The Kiev-based brand was founded in 2006 and has managed not only to survive but to grow during the Ukraine war.
“My mission is to tell the proper story about Ukraine,” the designer said during a recent visit to L.A. — her first — to connect with press and stylists. “The spikelet is the main symbol of Ukraine, fertile land, a sacred symbol for centuries, so we started using it in 2018 and now it has become very signature. During the war we created a burned spikelet, because they have burned a lot of fields,” she said, showing off a choker with burnished hardware.
When the war started she was lucky enough to have a large inventory of spikelet jewelry, including earrings, bracelets and necklaces, which were embraced by shoppers worldwide and helped support the business.
For the bags, which retail from $570 to $810, the symbolic spikelet hardware takes on an Art Deco feel as gold hardware on neoclassic shapes including an elongated tote big enough to fit a laptop, a top-handle bag, a clutch, and a six-sided geometric silhouette that resembles the spikelet itself.
“I’m not from London or Paris; I’m a girl from Ukraine, that’s why the shapes are a bit specific. They are my own vision,” said Bevza, whose collection is stocked at Bergdorf Goodman, The Frankie Shop and Selfridges, among others.
The bag campaign was shot in New York and the imagery was inspired by Agnes Denes’ “Wheatfield — A Confrontation.” In 1982, the conceptual artist planted a two-acre wheat field on an empty landfill next to the World Trade Center as a universal symbol representing food, energy, commerce and economics, and referencing mismanagement, waste, world hunger and ecological concerns.
Bevza has been going back and forth from London, where her kids are now in school, to Kiev, where her husband has remained.

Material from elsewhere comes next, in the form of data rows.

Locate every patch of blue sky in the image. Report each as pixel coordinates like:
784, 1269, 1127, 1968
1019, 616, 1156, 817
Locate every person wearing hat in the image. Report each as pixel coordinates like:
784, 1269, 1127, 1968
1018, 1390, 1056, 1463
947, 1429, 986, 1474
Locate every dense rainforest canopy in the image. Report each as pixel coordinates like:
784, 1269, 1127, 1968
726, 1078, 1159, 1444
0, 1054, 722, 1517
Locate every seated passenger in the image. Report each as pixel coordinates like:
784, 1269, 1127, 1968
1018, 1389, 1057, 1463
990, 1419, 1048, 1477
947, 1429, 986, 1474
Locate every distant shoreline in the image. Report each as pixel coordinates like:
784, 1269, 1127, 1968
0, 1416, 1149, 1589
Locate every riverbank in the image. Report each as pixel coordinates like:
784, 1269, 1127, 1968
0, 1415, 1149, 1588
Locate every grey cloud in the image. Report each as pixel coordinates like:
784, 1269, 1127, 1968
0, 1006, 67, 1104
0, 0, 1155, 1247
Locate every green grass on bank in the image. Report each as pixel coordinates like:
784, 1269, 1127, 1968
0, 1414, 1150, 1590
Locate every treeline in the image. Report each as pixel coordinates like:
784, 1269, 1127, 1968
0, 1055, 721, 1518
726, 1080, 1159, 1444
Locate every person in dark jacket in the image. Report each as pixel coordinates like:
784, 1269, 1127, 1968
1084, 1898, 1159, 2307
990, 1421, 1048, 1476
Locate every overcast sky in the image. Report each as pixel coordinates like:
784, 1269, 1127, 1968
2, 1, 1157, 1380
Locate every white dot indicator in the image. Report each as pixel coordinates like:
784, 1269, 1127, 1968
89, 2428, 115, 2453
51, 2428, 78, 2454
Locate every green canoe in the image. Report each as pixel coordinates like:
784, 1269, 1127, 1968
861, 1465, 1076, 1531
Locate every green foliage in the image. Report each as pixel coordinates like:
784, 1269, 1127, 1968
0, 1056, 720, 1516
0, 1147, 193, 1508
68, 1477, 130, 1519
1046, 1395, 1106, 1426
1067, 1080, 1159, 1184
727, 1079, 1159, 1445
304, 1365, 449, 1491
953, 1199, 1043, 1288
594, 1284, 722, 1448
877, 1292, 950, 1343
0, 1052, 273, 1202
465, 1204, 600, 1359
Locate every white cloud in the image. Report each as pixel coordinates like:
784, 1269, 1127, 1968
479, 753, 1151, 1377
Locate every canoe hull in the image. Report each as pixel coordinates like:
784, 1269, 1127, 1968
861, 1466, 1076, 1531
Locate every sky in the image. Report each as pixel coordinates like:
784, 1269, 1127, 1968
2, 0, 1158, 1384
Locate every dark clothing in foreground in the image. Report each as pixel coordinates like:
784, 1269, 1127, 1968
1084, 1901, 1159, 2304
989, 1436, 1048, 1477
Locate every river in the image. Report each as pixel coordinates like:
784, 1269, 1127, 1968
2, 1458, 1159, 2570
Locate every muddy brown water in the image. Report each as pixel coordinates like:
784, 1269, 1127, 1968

“You have to take a train to Poland to cross the border, so it takes time, but all the factories work and it’s important to contribute to the economics, to keep the textile industry going, and the tradition of handmade craft,” she said, noting the other symbols in her spring ready-to-wear collection of ’50s-inspired tops and dresses with bullet bra details, pants slashed at the sides to reveal boxer shorts, marigold florals and hand-beading.
“The marigold is the main accent, it grows everywhere and in Ukrainian it means revival. That’s how we put positivity in the collection because we have so much real drama in Ukraine but we want to keep the positive note because we believe we are fighting for our cultural heritage.”